Shape based assignment tests suggest transgressive phenotypes in natural sculpin hybrids (Teleostei, Scorpaeniformes, Cottidae)
1 Institute for Genetics, Evolutionary Genetics, Weyertal 121, 50931 Cologne, Germany
2 Dept. of Physics, Canisius College, 2001 Main St., Buffalo, NY 14208, USA
Frontiers in Zoology 2005, 2:11 doi:10.1186/1742-9994-2-11Published: 29 June 2005
Hybridization receives attention because of the potential role that it may play in generating evolutionary novelty. An explanation for the emergence of novel phenotypes is given by transgressive segregation, which, if frequent, would imply an important evolutionary role for hybridization. This process is still rarely studied in natural populations as samples of recent hybrids and their parental populations are needed. Further, the detection of transgressive segregation requires phenotypes that can be easily quantified and analysed. We analyse variability in body shape of divergent populations of European sculpins (Cottus gobio complex) as well as natural hybrids among them.
A distance-based method is developed to assign unknown specimens to known groups based on morphometric data. Apparently, body shape represents a highly informative set of characters that parallels the discriminatory power of microsatellite markers in our study system. Populations of sculpins are distinct and "unknown" specimens can be correctly assigned to their source population based on body shape. Recent hybrids are intermediate along the axes separating their parental groups but display additional differentiation that is unique and coupled with the hybrid genetic background.

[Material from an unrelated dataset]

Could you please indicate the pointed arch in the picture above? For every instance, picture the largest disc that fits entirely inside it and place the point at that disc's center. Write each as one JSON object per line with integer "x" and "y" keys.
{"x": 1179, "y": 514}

There is a specific hybrid shape component in natural sculpin hybrids that can be best explained by transgressive segregation. This inference of how hybrids differ from their ancestors provides basic information for future evolutionary studies. Furthermore, our approach may serve to assign candidate specimens to their source populations based on morphometric data and help in the interpretation of population differentiation.